Sometimes, she also wrote to God the Father: “I love you very, very much — I mean lots — I know that I wrote that to you in the beginning but I want to say it to You another time” (111).

She made her first Communion at Christmas 1936. On Dec. 13, she wrote Jesus, “thank you that only 10 days are left. I will be very happy when I receive You” (Letter 94). On Dec. 15, she wonders “how beautiful that day will be” when she makes her first Communion — and mentions in passing that today is her birthday, and “thank you that today I turn 6” (96). On the 16th, she tells Jesus that she will prepare “a beautiful, soft, soft, little crib, dear Jesus, so You can rest well” “[in] my heart” (97). Matter-of-factly, she writes on Dec. 17, “tell God the Father that I am happy that He inspired me to make my First Communion on Christmas Day, because it is the very day You were born on the earth to save us and die on the Cross” (98).

Indeed, her first Communion is in some sense so much expected and anticipated that, on that day, her letter simply tells Jesus, “Merry Christmas. I love Mom and Dad so much. Antoinetta” (106). The next day, she adds that she asks for “those graces that I didn’t ask you for when I made Communion,” while promising “I want to be always good” and — with a reference to Italy’s colonial war then underway to seize Ethiopia — praying to “make many sinners convert, especially those who are in Abyssinia [Ethiopia] and don’t know you” (107).

Her last letter (162) is touching, a kind of child’s last will. “[T]hank you for sending me this illness, because it is a means to arrive in Paradise.” She asks for “the strength necessary to endure the pains that I offer for sinners.” She then, to Jesus, writes, “I entrust to You my parents and Margherita. … I send you so many greetings and kisses.”

Two months later, she was dead.

Her case was referred to the Congregation for the Causes of Saints in 1972, and Pope Benedict XVI declared her “Venerable” — the first step toward possible beatification — on Dec. 17, 2007.
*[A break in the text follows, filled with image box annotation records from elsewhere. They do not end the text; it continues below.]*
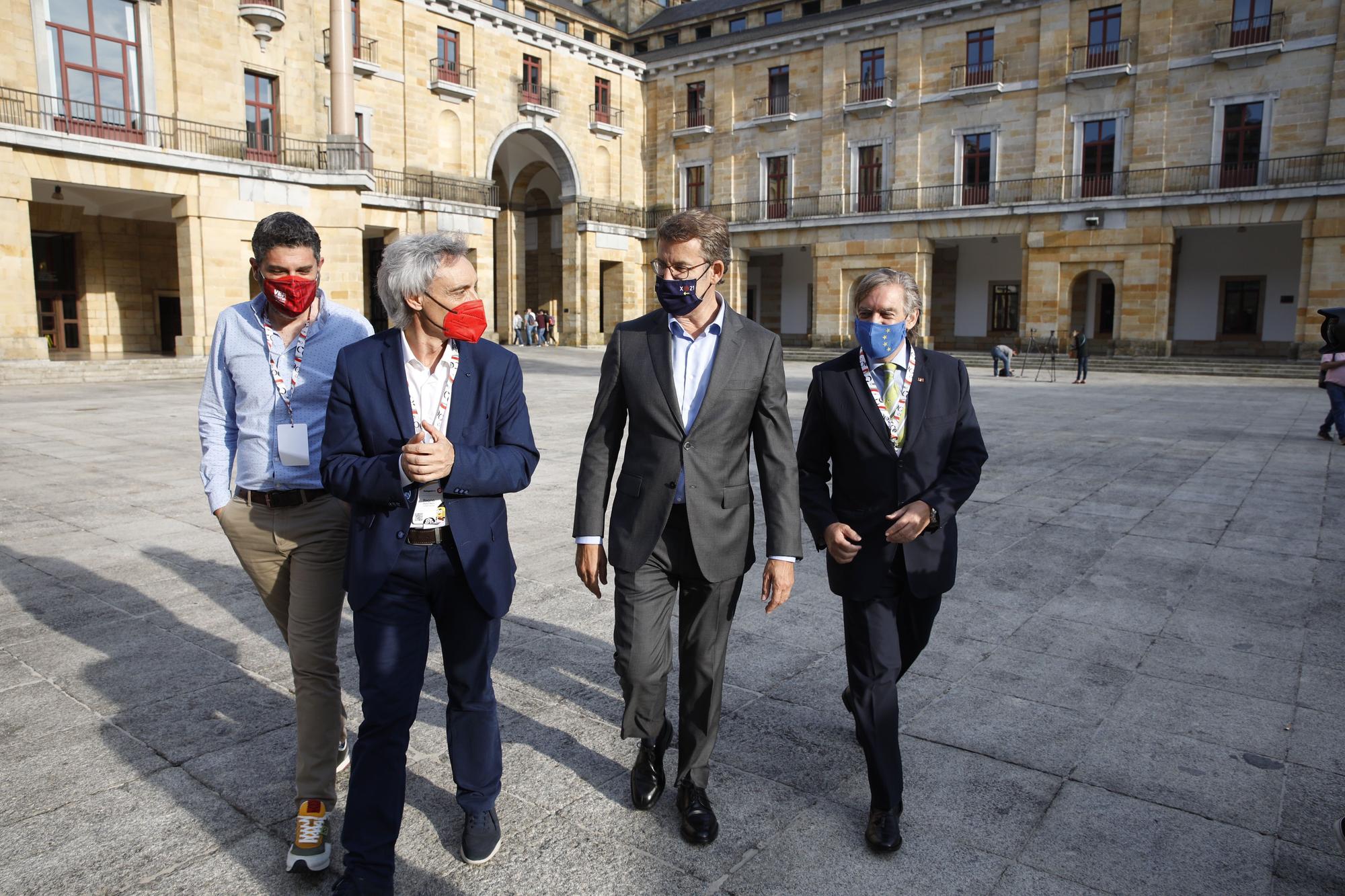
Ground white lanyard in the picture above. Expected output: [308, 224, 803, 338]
[261, 317, 313, 422]
[408, 340, 457, 432]
[859, 345, 916, 455]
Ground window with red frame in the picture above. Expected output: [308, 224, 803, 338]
[47, 0, 144, 141]
[686, 81, 705, 128]
[1081, 118, 1116, 196]
[967, 28, 995, 87]
[765, 156, 790, 218]
[243, 71, 280, 161]
[859, 47, 886, 101]
[855, 147, 882, 211]
[593, 78, 612, 124]
[1228, 0, 1274, 47]
[1219, 102, 1266, 187]
[434, 28, 461, 83]
[962, 133, 991, 206]
[686, 165, 705, 208]
[1088, 7, 1120, 69]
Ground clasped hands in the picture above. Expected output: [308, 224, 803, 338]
[402, 419, 456, 483]
[823, 501, 931, 564]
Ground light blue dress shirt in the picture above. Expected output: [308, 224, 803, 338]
[199, 289, 374, 513]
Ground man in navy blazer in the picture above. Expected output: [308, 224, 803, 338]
[798, 268, 987, 852]
[321, 233, 538, 893]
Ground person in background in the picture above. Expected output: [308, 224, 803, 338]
[1317, 351, 1345, 445]
[1069, 329, 1088, 386]
[199, 211, 374, 872]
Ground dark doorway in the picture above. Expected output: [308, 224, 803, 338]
[159, 296, 182, 355]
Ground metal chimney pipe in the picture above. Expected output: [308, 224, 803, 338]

I first encountered the story of Nennolina by chance, on a Sunday afternoon in Rome in 2013. I had never before visited the Basilica of the Holy Cross; and, while I knew of its association with Christ’s passion and Helena’s quest for the True Cross, it was only by accident I wandered in to her tomb.

Most of what has been written about Nennolina, including her letters, appears to be in Italian. A translator named Austin Schulz has posted his translations of her letters, texts which seem proper. I generally follow them here.

It would be a good thing to see this child’s words published and broadly available in English. I can’t think of a better little book to put in the hands of children preparing for first confession and Communion.

Ex ore infantium (“from the mouths of babes”) God finds perfect praise, as Jesus reminds us in Matthew 21:16, quoting Psalm 8:2. On this Corpus Christi, it would be a good time to get to know the little girl who wanted so much to receive her first Communion: Antoinetta Meo, “Nennolina.”

John M. Grondelski, Ph.D., writes from Falls Church, Virginia.